Bagnel bowed his head as if to mask his expression.
"Well, tradermale. Adventurer. Want to make it a working holiday? I can squeeze another body onto my darkship. You could be the first male ever to see new worlds."
III Bagnel stepped down off the darkship and surveyed the encampment with the look of one returning home. "I'll confess this, Marika. I never once worried about the project."
Marika lifted a lip in amusement. "It could not have been that bad. It wasn't the same as traveling in High Night Rider?"
"No. It was not the same. As you know perfectly well. It was more like falling forever. It was more unnerving than riding a darkship at home. There is something under your feet there, even if it is several thousand feet down. Still ... "

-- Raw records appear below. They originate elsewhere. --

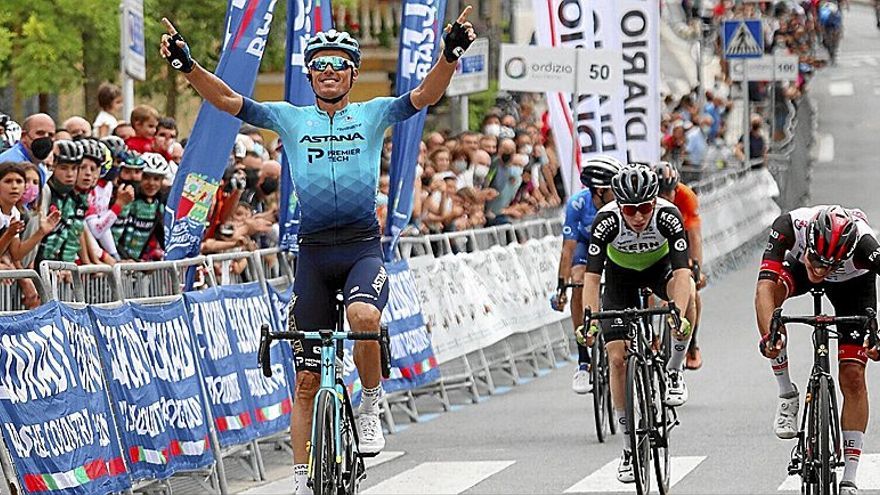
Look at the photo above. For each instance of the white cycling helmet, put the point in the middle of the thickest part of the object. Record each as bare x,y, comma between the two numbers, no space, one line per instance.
155,164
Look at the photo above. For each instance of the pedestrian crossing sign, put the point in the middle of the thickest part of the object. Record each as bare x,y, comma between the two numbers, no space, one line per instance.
743,39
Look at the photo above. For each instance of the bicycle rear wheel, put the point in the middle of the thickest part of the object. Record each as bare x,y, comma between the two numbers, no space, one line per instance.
639,422
324,469
601,388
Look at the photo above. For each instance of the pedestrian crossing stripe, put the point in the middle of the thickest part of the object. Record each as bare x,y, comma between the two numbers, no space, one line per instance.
743,39
439,478
605,479
867,478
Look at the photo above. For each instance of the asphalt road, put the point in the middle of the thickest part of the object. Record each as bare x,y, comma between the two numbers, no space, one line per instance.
539,437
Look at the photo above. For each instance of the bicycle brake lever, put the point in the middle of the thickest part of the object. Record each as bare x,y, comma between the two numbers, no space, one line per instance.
263,355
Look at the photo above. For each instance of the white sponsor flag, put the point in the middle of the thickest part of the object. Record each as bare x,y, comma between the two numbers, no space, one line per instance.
569,23
612,140
639,30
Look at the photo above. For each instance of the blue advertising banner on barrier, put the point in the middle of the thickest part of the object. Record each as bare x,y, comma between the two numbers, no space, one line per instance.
247,310
139,402
412,357
222,371
55,416
169,341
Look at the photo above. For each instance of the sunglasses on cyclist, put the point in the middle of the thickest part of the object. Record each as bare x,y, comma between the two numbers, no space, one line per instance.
335,62
643,208
820,262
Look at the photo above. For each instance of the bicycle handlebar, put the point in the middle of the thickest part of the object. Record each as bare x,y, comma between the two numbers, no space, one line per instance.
266,338
868,321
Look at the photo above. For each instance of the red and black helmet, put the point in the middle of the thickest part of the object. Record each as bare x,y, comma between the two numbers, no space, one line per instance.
832,236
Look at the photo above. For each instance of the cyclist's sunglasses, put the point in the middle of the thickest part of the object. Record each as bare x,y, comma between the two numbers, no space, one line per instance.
643,208
336,62
820,262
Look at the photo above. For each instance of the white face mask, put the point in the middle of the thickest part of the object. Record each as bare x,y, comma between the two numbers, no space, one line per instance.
492,130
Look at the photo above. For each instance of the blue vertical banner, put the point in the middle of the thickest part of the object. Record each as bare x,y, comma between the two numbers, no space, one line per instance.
222,370
304,19
413,364
247,309
206,156
420,31
55,416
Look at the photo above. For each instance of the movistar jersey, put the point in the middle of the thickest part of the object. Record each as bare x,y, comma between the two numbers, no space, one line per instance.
334,162
614,240
579,215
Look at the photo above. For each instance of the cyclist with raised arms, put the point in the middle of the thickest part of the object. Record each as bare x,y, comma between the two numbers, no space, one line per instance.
834,248
580,210
639,241
685,199
335,170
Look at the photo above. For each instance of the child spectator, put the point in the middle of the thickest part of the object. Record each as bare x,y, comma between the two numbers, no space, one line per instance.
144,120
110,101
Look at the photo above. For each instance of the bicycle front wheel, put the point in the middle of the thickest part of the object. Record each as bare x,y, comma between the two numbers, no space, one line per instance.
601,388
639,422
827,476
324,468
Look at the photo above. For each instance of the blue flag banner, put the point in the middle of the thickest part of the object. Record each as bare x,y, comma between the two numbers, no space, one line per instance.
169,341
205,157
247,310
412,357
138,400
222,368
54,410
304,19
419,46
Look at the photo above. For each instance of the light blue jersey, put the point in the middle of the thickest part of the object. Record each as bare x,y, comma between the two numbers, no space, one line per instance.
334,162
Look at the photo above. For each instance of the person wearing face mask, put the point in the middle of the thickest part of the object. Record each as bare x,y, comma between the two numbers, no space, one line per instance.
37,132
63,243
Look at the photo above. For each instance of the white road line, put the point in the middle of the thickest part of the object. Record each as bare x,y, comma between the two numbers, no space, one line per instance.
605,479
868,477
285,486
841,88
826,148
440,478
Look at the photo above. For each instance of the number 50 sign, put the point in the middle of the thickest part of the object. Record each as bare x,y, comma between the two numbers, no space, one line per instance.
600,72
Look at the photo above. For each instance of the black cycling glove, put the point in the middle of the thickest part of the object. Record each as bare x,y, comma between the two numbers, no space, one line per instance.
456,42
180,58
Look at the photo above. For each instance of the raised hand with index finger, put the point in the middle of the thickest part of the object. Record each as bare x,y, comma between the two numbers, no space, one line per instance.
459,36
174,49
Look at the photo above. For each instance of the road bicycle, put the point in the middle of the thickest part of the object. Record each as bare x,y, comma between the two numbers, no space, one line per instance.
649,420
818,451
336,464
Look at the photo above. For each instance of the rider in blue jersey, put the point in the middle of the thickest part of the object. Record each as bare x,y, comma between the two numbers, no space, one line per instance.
334,149
580,210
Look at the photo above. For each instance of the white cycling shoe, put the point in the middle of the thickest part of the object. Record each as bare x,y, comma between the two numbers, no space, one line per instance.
676,390
372,439
580,382
625,473
848,488
785,422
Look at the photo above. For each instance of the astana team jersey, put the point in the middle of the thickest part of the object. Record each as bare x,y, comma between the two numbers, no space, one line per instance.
334,162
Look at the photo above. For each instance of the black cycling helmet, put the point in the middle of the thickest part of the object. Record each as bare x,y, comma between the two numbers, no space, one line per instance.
117,146
599,170
635,183
333,40
668,176
68,151
832,236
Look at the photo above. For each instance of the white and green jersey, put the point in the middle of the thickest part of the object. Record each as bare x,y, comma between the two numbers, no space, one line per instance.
613,240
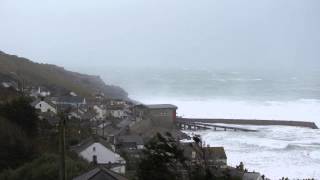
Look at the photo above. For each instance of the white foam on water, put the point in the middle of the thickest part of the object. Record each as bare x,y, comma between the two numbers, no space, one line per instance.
275,151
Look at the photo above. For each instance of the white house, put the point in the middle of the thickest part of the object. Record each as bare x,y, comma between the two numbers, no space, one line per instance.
98,152
101,112
44,106
118,113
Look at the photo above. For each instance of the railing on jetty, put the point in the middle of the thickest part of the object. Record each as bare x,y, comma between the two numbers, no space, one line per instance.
202,126
255,122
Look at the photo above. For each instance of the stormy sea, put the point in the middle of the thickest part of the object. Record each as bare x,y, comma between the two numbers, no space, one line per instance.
275,151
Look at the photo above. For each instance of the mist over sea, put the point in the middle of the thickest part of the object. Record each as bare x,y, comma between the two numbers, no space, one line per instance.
255,94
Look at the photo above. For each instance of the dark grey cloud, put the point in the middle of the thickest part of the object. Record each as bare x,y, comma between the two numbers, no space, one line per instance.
97,33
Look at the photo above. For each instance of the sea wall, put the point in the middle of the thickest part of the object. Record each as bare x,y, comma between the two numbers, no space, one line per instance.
306,124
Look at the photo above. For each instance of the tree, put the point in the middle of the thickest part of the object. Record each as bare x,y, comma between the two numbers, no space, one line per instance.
46,167
20,112
15,148
162,159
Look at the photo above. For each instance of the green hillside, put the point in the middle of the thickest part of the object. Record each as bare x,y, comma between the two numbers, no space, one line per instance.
55,77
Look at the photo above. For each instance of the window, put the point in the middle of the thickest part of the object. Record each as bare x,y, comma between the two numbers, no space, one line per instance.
94,159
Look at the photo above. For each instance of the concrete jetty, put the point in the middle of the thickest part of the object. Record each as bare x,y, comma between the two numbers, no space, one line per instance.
254,122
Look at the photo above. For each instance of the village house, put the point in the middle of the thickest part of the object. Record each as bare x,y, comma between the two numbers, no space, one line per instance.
100,173
40,92
98,151
215,157
251,176
161,114
44,105
130,143
10,84
74,101
101,111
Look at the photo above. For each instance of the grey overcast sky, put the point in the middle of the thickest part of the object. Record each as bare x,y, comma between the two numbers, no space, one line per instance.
188,33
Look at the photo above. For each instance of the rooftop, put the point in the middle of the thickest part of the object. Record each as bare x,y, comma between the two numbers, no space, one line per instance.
100,173
161,106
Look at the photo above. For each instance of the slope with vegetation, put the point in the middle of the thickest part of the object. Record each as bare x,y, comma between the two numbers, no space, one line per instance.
55,77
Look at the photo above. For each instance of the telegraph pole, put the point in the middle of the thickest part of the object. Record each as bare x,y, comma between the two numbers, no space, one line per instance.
62,149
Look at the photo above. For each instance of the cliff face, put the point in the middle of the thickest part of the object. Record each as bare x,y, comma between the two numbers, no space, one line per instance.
56,78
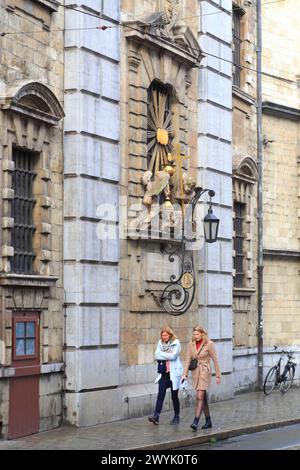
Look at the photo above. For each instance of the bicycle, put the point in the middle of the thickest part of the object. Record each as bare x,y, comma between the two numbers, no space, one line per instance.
284,380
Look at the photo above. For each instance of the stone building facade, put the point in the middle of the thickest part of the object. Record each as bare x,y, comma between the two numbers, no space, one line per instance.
31,288
281,127
113,320
280,137
244,196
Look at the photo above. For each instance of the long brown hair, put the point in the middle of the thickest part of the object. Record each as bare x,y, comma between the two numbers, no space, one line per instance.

"What is that look in your eye?" Marika kept one eye on her bath and Grauel and Barlog, making sure they made sure the darkship was being readied for its next journey. She ruled the base strictly. She insisted all darkships be ready to lift at a moment's notice. The Serke could strike at any time. Would strike, she suspected, if they knew where to find her. She was stuck to their trail like the stubbornest hunting arft.
"Wonder, I suppose. I have to admit that, harrowing as it was, the experience touched something in me. I could develop a taste for exploration."
"Give up the mirrors, then. I am here. The darkship is here."
He looked at her narrowly, startled and tempted. "I think not, Marika. Your sisters would not understand."
"I suppose not. It was just a thought. Maybe someday. When the project is complete. When the Serke have been disposed of. When the aliens have been found and some sort of accommodation with them has been reached. Wouldn't it be in the grand tradition for us to fly away and never be seen again?"
He picked it up as a game. "Yes. We could just go on exploring, skipping from star to star, forever. We might be touched occasionally, in the far distance, and rumors would rise about a ghost darkship flitting out on the edge of the void. Young, fresh Mistresses would bring their darkships out to hunt the legend."